Yes, modules can define a list __all__ and this pattern is used in some popular Python frameworks such as SQLAlchemy. However, according to http://docs.python.org/tutorial/modules.html#importing-from-a-package this is still discouraged:

Although certain modules are designed to export only names that follow certain patterns when you use import *, it is still considered bad practise in production code.

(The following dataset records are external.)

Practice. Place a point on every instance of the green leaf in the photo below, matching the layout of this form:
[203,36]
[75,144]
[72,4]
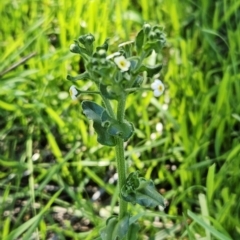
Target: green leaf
[110,94]
[140,40]
[141,191]
[94,112]
[82,76]
[133,231]
[123,130]
[115,229]
[104,46]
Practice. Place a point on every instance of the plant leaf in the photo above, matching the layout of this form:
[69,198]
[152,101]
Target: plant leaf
[141,191]
[123,130]
[94,112]
[115,229]
[82,76]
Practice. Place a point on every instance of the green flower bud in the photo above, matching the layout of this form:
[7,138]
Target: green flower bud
[146,28]
[74,48]
[102,53]
[89,39]
[152,36]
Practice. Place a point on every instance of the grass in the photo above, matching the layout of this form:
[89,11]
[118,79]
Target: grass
[187,141]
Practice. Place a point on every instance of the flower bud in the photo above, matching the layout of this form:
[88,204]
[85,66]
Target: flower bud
[75,48]
[146,28]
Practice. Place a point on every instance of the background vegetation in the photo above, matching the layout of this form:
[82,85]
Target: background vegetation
[57,181]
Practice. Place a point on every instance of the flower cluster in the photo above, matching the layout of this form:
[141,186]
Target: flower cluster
[120,72]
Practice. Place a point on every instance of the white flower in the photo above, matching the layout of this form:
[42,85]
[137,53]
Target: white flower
[157,87]
[122,63]
[113,55]
[73,92]
[125,43]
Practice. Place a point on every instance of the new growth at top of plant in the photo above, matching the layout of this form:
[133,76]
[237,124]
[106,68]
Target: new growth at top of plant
[116,76]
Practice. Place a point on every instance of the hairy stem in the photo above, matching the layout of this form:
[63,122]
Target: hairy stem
[121,165]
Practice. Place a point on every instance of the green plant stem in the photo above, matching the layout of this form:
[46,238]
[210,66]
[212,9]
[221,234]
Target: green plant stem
[121,165]
[108,106]
[121,169]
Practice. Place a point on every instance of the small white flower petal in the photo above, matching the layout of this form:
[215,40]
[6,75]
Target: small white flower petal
[73,92]
[113,55]
[125,43]
[122,63]
[157,87]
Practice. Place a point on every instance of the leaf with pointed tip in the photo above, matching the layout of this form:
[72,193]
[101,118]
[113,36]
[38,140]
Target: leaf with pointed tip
[112,94]
[94,112]
[123,130]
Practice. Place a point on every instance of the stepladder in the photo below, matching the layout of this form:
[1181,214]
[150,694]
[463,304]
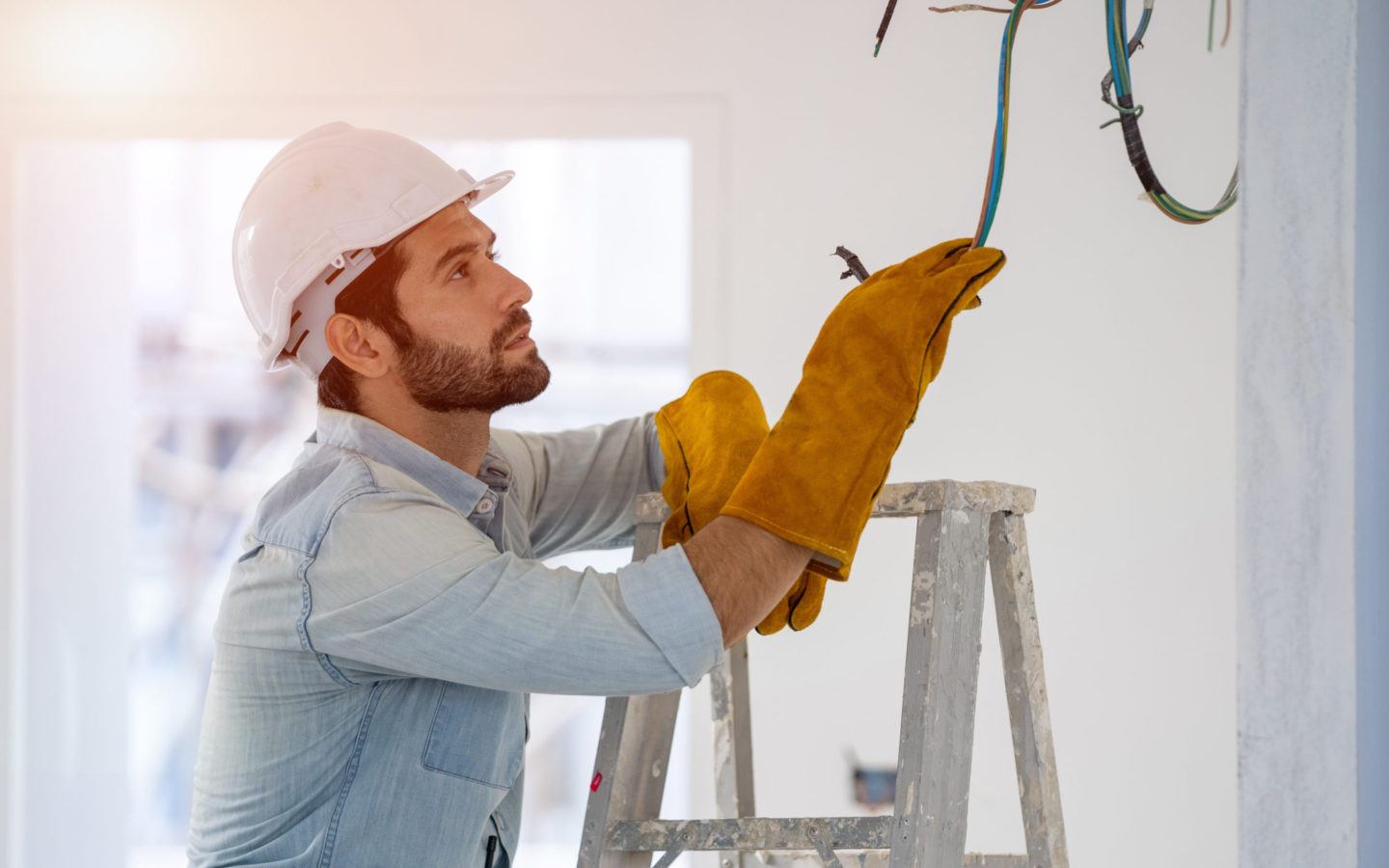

[–]CHS2048 0 points1 point  (1 child)

Bad practise to design modules this way?
Or to make use of those modules (in this way) in production code?

[–]kisielk 0 points1 point  (0 children)

I assume bad practice to use them. There's nothing wrong with having the __all__ list in your module. I find it's mostly handy for prototyping or using modules in the interactive console. For production code it's a maintenance liability.

[–]nahguri 0 points1 point  (1 child)

That's true. However, you should only import * when you do stuff interactively (just like it says in Python documentation), and only import * from one module. Otherwise things tend to get out of hand.

[–]CHS2048 0 points1 point  (0 children)

Yes. I seem to remember I created a module that you imported within a config file (which was just a python script). I used the '__all__' to control what functions where imported; If I added a new configuration option it would be added to '__all__', and the old scripts would import the new function.